For me, this isn’t a new revelation. I have always questioned social media.
What you and I are doing right now… Being social. I am ok with this. This is not the same as some of the other stuff. Which is why I said to ‘tread lightly’. This has a purpose. But the minute we start adding likes and comments…
One of the open federated social media protocols would be great.
The questions is are we the social network or do we make it easy to post?
One way of doing this is to implement ActivityPub and become an instance but that would take a lot of work.
The much easier option would be to act as a client and make it easy for someone to post to a mastodon instance.
Listenbrainz could potentially support multiple social networks and make it easy to compose a tweet, a facebook post, a mastodon toot etc.
I definitely agree that too much of this stuff can be bad. However, my opinion right now is that if X is the ideal number of social features that ListenBrainz could provide which users would find genuinely useful, the value of X is definitely not zero. Currently, we have no real social features and I think it would help users discover new music.

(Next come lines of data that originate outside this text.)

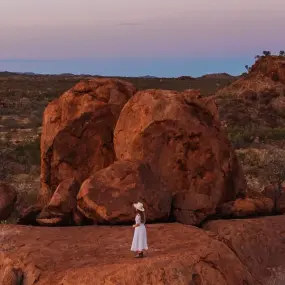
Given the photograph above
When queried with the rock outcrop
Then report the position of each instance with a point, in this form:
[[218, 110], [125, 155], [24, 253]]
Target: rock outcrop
[[62, 206], [229, 252], [8, 198], [77, 134], [178, 255], [180, 137], [258, 243], [107, 197]]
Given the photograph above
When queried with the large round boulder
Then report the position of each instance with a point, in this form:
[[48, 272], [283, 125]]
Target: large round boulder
[[8, 198], [180, 137], [77, 134], [108, 196]]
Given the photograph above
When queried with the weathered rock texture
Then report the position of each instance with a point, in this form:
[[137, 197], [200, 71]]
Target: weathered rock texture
[[258, 243], [108, 196], [178, 255], [8, 198], [62, 205], [181, 138], [77, 134]]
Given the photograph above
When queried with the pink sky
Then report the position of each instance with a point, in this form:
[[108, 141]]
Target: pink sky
[[57, 29]]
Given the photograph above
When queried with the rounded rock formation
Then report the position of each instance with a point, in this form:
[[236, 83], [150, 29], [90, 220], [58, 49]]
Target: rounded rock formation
[[77, 134], [8, 197], [180, 137], [108, 196]]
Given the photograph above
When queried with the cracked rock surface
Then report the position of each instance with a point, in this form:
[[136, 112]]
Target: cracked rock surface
[[180, 136], [234, 252], [77, 134]]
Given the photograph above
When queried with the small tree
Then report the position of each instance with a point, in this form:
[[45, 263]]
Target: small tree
[[266, 53]]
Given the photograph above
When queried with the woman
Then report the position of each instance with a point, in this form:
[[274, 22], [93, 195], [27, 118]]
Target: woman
[[139, 243]]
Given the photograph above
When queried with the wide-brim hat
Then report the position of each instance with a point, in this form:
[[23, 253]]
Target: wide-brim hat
[[139, 206]]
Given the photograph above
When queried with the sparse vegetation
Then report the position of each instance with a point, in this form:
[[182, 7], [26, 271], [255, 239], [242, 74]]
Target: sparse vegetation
[[251, 122], [266, 53]]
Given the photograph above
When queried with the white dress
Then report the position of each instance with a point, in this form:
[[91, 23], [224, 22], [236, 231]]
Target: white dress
[[140, 238]]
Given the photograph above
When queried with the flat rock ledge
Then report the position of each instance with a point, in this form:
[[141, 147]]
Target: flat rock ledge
[[230, 252]]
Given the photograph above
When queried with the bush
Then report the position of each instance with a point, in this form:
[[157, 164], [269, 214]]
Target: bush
[[242, 137]]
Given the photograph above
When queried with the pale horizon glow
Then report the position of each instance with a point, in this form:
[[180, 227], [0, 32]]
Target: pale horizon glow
[[139, 29]]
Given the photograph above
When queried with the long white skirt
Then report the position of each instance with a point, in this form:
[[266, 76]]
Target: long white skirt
[[140, 239]]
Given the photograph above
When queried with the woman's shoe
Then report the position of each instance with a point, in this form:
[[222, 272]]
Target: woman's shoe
[[139, 255]]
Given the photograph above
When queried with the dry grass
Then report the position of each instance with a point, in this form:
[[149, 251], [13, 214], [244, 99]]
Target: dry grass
[[249, 123]]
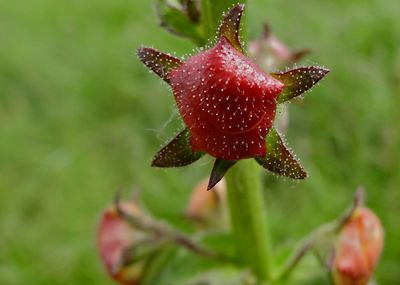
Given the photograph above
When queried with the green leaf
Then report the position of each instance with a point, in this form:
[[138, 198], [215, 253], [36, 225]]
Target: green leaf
[[177, 152], [160, 63], [178, 22], [299, 80], [279, 159], [230, 24], [220, 167]]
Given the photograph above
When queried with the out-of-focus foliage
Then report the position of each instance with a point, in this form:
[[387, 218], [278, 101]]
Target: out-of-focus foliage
[[80, 117]]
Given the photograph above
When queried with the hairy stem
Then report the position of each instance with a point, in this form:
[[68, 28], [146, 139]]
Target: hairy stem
[[211, 11], [248, 217], [245, 199]]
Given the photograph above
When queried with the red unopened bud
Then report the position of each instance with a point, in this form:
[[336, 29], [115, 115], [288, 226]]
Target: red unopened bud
[[114, 239], [205, 206], [272, 53], [358, 248]]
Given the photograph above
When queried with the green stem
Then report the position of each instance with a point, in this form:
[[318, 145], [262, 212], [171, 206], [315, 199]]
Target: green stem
[[211, 11], [248, 217], [245, 199]]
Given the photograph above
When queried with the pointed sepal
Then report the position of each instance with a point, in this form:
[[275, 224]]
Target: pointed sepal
[[160, 63], [220, 167], [299, 80], [229, 27], [177, 152], [279, 159]]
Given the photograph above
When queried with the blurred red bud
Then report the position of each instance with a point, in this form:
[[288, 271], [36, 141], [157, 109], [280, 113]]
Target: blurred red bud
[[204, 205], [358, 248], [115, 238], [272, 53]]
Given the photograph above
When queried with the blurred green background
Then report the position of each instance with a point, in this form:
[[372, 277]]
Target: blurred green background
[[80, 117]]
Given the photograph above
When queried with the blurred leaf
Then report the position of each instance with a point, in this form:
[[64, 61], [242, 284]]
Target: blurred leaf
[[177, 22], [177, 152], [279, 159], [226, 275]]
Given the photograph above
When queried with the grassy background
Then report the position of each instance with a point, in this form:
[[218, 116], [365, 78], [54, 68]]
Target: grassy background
[[80, 117]]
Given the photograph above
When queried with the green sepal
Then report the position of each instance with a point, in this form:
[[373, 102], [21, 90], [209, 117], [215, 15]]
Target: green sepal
[[177, 152], [180, 22], [230, 24], [192, 10], [220, 167], [279, 159], [299, 80], [159, 62]]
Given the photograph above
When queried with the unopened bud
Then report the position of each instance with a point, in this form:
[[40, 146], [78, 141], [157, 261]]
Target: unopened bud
[[358, 248], [115, 240]]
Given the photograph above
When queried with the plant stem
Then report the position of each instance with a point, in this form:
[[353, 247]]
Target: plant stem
[[248, 217], [212, 11], [245, 199]]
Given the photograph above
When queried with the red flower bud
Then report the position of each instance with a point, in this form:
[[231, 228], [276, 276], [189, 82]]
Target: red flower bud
[[228, 104], [115, 237], [358, 248]]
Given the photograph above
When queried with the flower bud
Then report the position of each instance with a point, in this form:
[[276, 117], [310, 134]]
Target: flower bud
[[116, 238], [358, 248]]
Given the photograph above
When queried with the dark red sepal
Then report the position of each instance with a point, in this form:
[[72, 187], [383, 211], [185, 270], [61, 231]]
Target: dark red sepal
[[229, 27], [299, 80], [160, 63], [220, 167], [279, 159], [177, 152]]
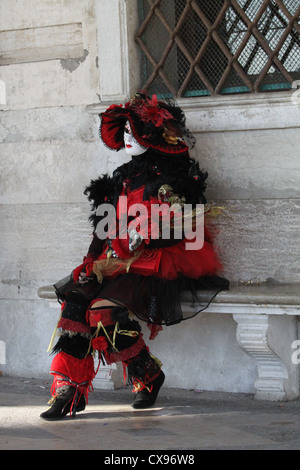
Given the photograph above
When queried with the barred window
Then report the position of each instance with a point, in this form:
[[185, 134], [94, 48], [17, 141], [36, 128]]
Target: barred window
[[211, 47]]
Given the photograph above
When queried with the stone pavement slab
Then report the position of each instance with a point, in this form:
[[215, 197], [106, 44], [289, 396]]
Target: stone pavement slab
[[181, 421]]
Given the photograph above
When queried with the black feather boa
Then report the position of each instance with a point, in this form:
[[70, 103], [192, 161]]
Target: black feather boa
[[151, 170]]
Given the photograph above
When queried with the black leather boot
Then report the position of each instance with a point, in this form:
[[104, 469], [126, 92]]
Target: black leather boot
[[145, 398], [61, 404]]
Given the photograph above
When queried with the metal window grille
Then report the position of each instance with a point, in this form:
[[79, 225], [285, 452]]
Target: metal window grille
[[211, 47]]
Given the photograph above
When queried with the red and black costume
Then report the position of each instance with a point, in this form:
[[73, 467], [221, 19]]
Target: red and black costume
[[144, 282]]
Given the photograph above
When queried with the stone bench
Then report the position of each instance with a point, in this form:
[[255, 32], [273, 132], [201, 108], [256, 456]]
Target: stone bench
[[266, 316]]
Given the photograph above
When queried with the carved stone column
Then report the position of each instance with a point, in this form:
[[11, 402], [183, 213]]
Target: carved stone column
[[253, 339]]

Maybe instead of calling this thread “social features”, I should have said music discoverability features instead, because in their essence, things like feeds or groups in LB will be helpful for music discoverability.
But thank you for the advice! I agree we need to walk the line well, but I think LB is in a better place to walk it well than other platforms which have misaligned incentives.

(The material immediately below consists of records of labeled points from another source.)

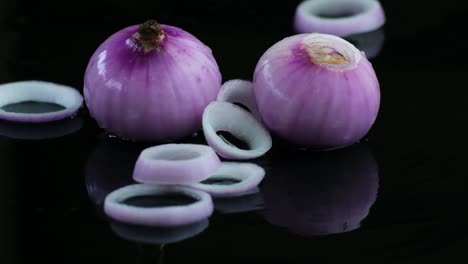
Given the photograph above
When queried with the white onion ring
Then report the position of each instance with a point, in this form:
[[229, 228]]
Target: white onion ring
[[232, 118], [367, 15], [158, 216], [39, 91], [250, 201], [175, 164], [158, 235], [239, 91], [249, 175]]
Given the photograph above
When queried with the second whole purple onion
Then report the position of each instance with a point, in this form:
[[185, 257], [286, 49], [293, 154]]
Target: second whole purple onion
[[151, 82], [316, 90]]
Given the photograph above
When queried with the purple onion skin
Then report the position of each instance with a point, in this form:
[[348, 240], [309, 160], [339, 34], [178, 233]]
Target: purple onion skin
[[312, 105], [154, 96]]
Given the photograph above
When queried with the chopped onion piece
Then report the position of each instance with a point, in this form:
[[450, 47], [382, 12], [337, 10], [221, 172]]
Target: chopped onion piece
[[246, 176], [339, 17], [223, 116], [239, 92], [158, 216], [39, 91], [158, 235], [175, 164]]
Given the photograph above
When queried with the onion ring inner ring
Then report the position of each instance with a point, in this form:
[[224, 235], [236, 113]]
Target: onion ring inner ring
[[39, 91], [116, 209]]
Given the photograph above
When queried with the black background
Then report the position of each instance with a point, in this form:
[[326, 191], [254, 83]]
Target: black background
[[419, 139]]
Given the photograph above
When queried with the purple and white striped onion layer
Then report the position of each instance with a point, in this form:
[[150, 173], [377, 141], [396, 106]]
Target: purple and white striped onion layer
[[151, 83], [240, 92], [223, 116], [248, 175], [316, 90], [338, 17], [39, 91], [158, 216], [176, 164]]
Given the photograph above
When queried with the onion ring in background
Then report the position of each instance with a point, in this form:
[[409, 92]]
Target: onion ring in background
[[176, 164], [338, 17], [177, 215], [223, 116], [246, 176], [39, 91]]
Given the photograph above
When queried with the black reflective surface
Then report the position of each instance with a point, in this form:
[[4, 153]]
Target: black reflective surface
[[400, 195]]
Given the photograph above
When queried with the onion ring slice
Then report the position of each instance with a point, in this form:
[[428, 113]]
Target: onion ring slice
[[175, 164], [157, 216], [366, 15], [248, 175], [158, 235], [239, 91], [219, 116], [39, 91]]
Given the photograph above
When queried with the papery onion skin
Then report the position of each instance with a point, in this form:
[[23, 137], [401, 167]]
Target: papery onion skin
[[312, 104], [156, 95]]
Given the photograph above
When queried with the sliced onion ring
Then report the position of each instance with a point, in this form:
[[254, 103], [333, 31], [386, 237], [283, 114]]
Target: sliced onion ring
[[366, 15], [249, 176], [39, 91], [175, 164], [241, 92], [223, 116], [158, 235], [157, 216]]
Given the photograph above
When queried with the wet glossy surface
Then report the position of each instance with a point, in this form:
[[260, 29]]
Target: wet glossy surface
[[401, 194]]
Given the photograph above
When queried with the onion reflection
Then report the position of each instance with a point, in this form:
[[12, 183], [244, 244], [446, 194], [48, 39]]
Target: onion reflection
[[40, 131], [370, 42], [110, 166], [248, 202], [158, 235], [322, 193]]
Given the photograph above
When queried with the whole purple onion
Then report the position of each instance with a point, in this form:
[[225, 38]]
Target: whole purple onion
[[316, 90], [151, 82]]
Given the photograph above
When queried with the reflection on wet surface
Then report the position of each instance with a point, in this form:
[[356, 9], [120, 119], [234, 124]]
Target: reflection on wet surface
[[371, 43], [40, 131], [333, 195], [158, 235]]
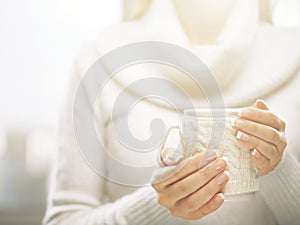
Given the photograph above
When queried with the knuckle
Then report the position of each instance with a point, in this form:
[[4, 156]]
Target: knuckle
[[182, 188], [274, 119], [173, 212], [206, 173], [161, 201], [283, 124], [274, 136], [209, 191], [284, 142], [189, 204]]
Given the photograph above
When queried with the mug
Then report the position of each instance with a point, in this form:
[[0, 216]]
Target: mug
[[211, 130]]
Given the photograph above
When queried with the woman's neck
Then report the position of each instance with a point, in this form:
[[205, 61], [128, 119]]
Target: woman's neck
[[202, 20]]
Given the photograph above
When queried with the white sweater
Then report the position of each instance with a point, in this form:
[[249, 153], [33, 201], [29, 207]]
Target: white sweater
[[80, 196]]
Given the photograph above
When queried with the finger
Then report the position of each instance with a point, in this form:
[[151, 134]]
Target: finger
[[261, 131], [252, 142], [261, 162], [192, 183], [171, 156], [187, 167], [204, 194], [261, 104], [264, 117], [208, 208]]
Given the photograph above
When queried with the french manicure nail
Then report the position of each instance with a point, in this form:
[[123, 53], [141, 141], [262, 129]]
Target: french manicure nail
[[223, 177], [219, 198], [244, 112], [210, 156], [220, 164], [239, 123], [242, 136], [232, 122], [254, 153]]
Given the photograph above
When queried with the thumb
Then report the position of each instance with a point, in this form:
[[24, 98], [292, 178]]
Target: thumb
[[260, 104]]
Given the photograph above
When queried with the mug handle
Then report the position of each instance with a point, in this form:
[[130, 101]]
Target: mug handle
[[160, 160]]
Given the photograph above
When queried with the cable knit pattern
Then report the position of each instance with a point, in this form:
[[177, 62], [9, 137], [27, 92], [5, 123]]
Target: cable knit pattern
[[199, 133]]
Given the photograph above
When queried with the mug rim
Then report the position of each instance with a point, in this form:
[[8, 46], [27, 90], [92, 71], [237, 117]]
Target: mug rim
[[211, 112]]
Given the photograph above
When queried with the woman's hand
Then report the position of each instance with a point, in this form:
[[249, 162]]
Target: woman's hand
[[188, 191], [263, 132]]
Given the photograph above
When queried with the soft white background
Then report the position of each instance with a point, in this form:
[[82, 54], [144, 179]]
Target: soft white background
[[39, 40]]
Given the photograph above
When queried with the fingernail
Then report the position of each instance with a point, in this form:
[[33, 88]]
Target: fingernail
[[239, 123], [242, 136], [220, 164], [254, 153], [210, 156], [173, 158], [223, 178], [219, 198], [232, 122], [244, 113]]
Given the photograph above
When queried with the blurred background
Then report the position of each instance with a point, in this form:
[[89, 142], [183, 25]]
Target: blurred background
[[38, 41]]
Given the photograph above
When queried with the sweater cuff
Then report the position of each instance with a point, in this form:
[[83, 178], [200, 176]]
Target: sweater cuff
[[142, 209], [280, 190]]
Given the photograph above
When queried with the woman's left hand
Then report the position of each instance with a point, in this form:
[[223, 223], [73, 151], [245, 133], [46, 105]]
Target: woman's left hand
[[262, 131]]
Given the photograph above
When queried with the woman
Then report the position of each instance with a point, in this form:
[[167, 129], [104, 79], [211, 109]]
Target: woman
[[250, 59]]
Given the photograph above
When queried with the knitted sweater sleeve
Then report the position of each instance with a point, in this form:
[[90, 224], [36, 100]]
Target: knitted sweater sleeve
[[281, 188], [76, 192]]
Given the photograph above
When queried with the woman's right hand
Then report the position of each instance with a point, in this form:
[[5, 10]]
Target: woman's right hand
[[191, 192]]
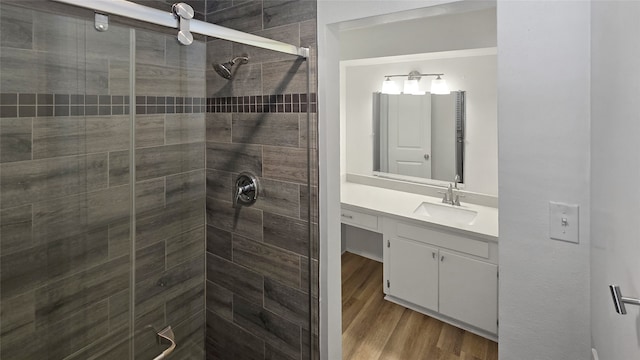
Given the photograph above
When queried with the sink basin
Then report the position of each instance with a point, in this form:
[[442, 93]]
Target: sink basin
[[446, 212]]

This is in our list of things we want to do, but it has a strong dependency on a strong mapping between listens and MusicBrainz IDs first. We’ve been working on it, but I don’t think this is gonna happen in the next few months at least.
Thank you! I think these two and the feeds are the first few things that I’ll try to build out. Would love more details on how you envision using these features.

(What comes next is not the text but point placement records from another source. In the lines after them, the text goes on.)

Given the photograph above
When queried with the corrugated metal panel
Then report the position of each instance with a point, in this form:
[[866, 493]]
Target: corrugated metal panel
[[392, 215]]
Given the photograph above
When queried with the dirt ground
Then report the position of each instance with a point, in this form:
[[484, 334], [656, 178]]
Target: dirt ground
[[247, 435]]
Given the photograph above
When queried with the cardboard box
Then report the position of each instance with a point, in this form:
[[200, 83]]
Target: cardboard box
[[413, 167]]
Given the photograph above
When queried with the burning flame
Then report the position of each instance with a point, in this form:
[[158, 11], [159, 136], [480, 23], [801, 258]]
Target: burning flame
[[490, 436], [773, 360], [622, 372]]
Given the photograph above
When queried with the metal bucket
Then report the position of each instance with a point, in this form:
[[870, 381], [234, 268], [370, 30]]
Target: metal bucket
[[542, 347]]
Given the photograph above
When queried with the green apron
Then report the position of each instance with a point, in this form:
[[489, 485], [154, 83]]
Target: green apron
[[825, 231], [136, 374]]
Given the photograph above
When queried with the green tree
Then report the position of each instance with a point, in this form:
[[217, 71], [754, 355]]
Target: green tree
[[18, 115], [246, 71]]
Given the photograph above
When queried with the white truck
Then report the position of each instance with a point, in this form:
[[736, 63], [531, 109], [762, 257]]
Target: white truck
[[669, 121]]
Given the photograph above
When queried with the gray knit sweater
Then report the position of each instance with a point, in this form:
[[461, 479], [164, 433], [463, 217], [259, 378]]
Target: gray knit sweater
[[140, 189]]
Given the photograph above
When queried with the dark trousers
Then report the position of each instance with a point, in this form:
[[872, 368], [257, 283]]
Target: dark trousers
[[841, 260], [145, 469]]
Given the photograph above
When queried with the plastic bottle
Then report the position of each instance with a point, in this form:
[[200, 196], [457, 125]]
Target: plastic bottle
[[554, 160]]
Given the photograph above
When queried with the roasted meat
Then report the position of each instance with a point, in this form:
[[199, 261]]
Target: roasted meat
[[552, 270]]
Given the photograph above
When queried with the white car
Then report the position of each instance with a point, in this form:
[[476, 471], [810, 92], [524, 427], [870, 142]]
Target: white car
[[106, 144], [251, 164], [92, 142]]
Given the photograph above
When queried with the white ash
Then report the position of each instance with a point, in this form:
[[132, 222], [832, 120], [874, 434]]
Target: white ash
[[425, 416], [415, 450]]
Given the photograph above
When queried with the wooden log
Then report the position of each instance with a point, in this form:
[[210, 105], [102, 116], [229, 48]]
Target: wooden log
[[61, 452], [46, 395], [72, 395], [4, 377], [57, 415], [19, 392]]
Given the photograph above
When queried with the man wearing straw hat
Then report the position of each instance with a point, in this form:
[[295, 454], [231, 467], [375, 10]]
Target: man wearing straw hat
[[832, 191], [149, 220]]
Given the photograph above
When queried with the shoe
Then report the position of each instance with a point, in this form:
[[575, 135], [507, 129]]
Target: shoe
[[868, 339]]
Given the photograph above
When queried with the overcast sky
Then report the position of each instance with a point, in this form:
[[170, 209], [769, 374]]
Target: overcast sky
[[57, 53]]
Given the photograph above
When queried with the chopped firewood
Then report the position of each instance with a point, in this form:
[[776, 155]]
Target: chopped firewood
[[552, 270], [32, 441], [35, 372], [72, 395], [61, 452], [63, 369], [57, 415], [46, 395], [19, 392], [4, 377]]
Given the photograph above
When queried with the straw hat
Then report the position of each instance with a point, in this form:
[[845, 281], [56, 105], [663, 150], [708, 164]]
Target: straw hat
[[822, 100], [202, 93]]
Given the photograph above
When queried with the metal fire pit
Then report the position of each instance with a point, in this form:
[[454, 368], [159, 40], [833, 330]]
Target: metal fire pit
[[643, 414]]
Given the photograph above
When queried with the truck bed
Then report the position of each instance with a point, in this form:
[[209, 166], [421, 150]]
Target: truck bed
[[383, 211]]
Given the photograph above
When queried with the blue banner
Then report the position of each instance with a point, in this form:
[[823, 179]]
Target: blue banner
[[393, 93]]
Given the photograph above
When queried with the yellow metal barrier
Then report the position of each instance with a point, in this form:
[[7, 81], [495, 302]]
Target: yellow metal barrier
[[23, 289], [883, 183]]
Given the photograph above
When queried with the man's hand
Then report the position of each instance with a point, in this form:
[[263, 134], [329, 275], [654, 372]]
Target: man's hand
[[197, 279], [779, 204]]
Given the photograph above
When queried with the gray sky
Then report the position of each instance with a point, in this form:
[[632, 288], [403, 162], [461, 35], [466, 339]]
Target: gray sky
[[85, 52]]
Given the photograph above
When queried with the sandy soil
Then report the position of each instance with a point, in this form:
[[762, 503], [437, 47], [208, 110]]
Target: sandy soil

I haven’t given it much thought, but essentially, this would be something like Groups on facebook or last.fm of old. You could join an “india” group if you wanted to discover people who like Indian music, in turn leading you to new Indian music.
For me these 3 things are the core of social features for this service. I always had fun with last.fm seeing what friends have been listening to. What I don’t need is any discussion or commenting feature, there are other ways for that.
Btw, there is a “Follow” feature on LB right now, but I totally fail to understand what it is doing or how to use the UI. I either don’t get it or this is totally broken.
Yeah, that was the product of a hackathon weekend that never really got much love after that. It’ll get deprecated in favor of something more user-friendly soon.
As an avid RYM user, I can say that the best ‘social’ features over there are:
Reviews
Lists
Shoutboxes on releases (these are more of a mixed bag)
I’ve used Last.fm since 2007 and frankly being able to follow people is fine but it has never really served to add much to my experience. Everyone scrobbles everything they listen to and it doesn’t tell me if it is worth listening to or not. It’s the aggregate of that data that contains the more interesting insights.
Not really ‘social’ but it would be great if there was a way for me to see missing data in the Musicbrainz database for my top artists/albums as I would be well placed to contribute on those.
I wish somehow that my library updates quickly. I transferred all my 355000 scrobbles from lastfm and still show the former data (that i deleted to import it again). I hope it will be all there somehow
We shipped this to beta today. the feed is at Sign in - ListenBrainz, you can follow people from their listens pages and you can recommend tracks to your followers from your listens page.